How do I deploy my AI application: Task List#

How do I deploy my AI application?#

Deploying Your Model#

Deployment means taking your trained model from an offline environment to a real world or production system. Exactly what you will need to do for this will depend a lot on what your application is and what you want to do with it. However, some things that you should always consider:

Where you are deploying it (edge, vs centralized). As with training, an important part of realizing your deployment will be formulating a way of getting your data from wherever it is collected, to the deployed model. One of the ways that you can reduce the cost of getting your data to your models is to deploy them in a location near the source of the data they will be ingesting. The advantages of this are:

  • Model receives data quickly and can respond quickly, possibly in real time

  • Data transfer costs are reduced

  • Security burden of transfers is reduced

However, there are some disadvantages:

  • Spreading computing power reduces the capacity of each individual unit

  • Deploying and maintaining a large number of systems in physically diverse set of locations introduces difficulties

  • For security purposes, deploying a large number of nodes introduces a larger attack surface

The calculus of this decision will vary between projects, however we note that large projects often find that the cost of transferring large amounts of data can be very substantial.

How you are deploying it (internally, externally). All of the usual caveats and problems in deploying systems apply. Our product must be prepared for all cases of misuse we can reasonably prepare for, malicious or otherwise.

For AI systems there are several additional complications to consider, both when deploying systems internally or (especially) externally. Unfortunately, a theme of these issues is that they are all currently difficult to completely eliminate. This shouldn’t necessarily prevent you from deployment, but might require you to take some extra care.

Out of Sample errors. For some AI systems, making queries that are substantially outside the scope of the training data will lead to nonsensical results. This can be a problem because it is not usually clear to the user what is in scope and what is out of scope.

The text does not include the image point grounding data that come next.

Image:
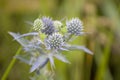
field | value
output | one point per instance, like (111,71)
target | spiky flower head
(38,24)
(74,26)
(48,27)
(55,41)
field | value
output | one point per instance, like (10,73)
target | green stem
(10,65)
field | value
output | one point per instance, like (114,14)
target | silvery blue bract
(40,50)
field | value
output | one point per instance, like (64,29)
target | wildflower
(48,27)
(38,24)
(58,25)
(54,41)
(74,26)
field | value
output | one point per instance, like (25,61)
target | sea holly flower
(54,41)
(46,49)
(74,26)
(48,27)
(38,24)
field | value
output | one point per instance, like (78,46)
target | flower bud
(48,27)
(55,41)
(38,24)
(74,26)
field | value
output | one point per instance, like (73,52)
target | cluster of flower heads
(47,41)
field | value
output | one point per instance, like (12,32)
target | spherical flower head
(57,24)
(38,24)
(55,41)
(74,26)
(48,27)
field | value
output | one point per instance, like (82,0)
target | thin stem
(10,65)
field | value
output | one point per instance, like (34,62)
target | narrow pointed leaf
(50,56)
(61,58)
(76,47)
(23,59)
(28,22)
(22,41)
(29,34)
(39,63)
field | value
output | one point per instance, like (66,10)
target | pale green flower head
(38,24)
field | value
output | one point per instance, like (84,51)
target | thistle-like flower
(48,27)
(38,24)
(43,50)
(74,26)
(54,41)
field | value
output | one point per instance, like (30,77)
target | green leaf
(50,56)
(22,41)
(23,59)
(61,58)
(76,47)
(39,63)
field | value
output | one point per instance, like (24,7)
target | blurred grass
(101,20)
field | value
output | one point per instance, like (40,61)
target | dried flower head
(55,41)
(38,24)
(48,27)
(74,26)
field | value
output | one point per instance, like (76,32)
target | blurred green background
(101,20)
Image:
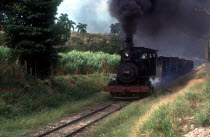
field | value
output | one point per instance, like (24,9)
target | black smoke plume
(152,20)
(152,16)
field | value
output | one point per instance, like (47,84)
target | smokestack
(129,42)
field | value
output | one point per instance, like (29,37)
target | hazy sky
(92,12)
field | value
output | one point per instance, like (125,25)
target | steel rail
(80,129)
(72,122)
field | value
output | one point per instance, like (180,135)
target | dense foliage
(31,33)
(106,43)
(76,62)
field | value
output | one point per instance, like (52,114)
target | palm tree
(115,28)
(82,28)
(67,24)
(71,25)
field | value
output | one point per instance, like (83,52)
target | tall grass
(76,62)
(4,53)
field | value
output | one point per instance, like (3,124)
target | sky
(94,13)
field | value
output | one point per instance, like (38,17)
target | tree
(208,47)
(31,33)
(115,28)
(82,28)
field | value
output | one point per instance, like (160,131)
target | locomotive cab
(137,66)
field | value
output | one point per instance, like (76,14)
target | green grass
(32,103)
(23,125)
(120,124)
(169,119)
(164,120)
(76,62)
(4,53)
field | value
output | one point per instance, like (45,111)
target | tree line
(32,31)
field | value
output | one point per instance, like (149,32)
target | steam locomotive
(141,70)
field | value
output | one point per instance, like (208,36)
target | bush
(76,62)
(4,53)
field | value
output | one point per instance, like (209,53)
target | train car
(139,69)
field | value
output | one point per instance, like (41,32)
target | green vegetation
(4,54)
(27,104)
(76,62)
(163,114)
(107,43)
(27,124)
(20,97)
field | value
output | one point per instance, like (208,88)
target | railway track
(76,126)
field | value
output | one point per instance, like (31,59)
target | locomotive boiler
(140,67)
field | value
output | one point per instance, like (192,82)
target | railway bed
(77,125)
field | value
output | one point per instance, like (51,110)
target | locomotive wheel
(127,72)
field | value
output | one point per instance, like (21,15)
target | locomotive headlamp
(126,54)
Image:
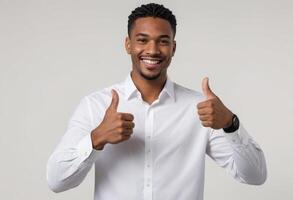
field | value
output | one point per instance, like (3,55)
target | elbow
(261,179)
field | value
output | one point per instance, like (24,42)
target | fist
(115,126)
(212,112)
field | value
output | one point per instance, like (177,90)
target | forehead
(152,26)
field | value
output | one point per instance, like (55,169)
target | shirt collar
(131,90)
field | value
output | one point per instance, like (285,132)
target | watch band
(234,126)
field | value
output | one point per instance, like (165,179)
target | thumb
(206,88)
(115,100)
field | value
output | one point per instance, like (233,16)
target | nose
(152,48)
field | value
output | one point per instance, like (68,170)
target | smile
(151,62)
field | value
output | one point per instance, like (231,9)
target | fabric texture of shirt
(165,156)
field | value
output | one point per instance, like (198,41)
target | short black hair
(152,10)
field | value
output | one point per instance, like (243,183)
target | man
(148,136)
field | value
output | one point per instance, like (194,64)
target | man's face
(151,46)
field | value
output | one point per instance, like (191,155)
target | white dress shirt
(165,157)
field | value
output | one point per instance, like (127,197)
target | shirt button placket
(148,154)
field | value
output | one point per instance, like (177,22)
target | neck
(149,89)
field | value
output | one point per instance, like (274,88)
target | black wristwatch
(234,126)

Knowing how much a result can be trusted can be problematic.

An extension from this if the system is exposed externally is that an adversary may attempt to purposely design an input to the system that produces unexpected results. As a real world example consider a research project designing stickers that, when applied to speed signs, cause an onboard computer vision AI to misread the speed limit.

This is difficult to fully resolve, and there is no single solution to this problem currently. If it is of utmost imperative that this behavior is fixed, some possible solutions are:

  • Use techniques that can guarantee behavior (e.g. statistical models can bound error rate if their assumptions hold)

  • Some techniques (e.g. Bayesian methods) can estimate confidence in solutions.

The difficulty with both of these approaches is that they place substantial restrictions on the overall class of available models. Practically in most cases, the solution needs to be considered at a higher level than the algorithm itself. Whatever process it is part of should consider the fact that solutions cannot be guaranteed to be sensible. Rigorous testing should identify and eliminate as many of these problems as possible.

Training Data/Model Leakage. When somebody queries an AI model, they learn two things. They learn something about how the model understands data, and something about the data it was trained on itself. This is a problem because with enough effort, an attacker can steal both of these things.

Data Leakage. Consider the statistic that 87% of the US population can be uniquely identified by gender, ZIP code and full date of birth. It can take a surprisingly small amount of information to uniquely identify individual points of data. Large, data driven systems like AI are especially vulnerable to this. Some AI systems (notably large language models) have also been known to leak training data when queried directly.

This is a problem that is difficult to fully prevent. There are some techniques that can substantially reduce the threat:

  • Removal of identifying variables

  • Differential privacy mechanisms

  • Private model training techniques

  • Use of synthetic data

Again, a problem with these techniques is that they introduce limitations and complexity on the final result. Whether this is worth it depends on the application.

Model Leakage. Querying a model gives information about how it sees the relationship between input and output variables. With enough examples of this, it is possible for an adversary to effectively recover the model. Examples don not necessarily even need to be related to the original training set, though it is beneficial.

There are several approaches that can reduce the impact of this:

  • Restricting the number of queries to the model

  • Watermarking the model, to identify stolen models

  • Adding noise, and Differential Privacy approaches

What you are deploying it on (hardware) This section strongly corresponds to the training pipeline set out in the training section, and will be expanded in future.

To complete this step:

  • Deploy your model

Testing, Validation & Biases in Deployment#

This section strongly corresponds to the testing and validation set out in the training section, and will be expanded in future.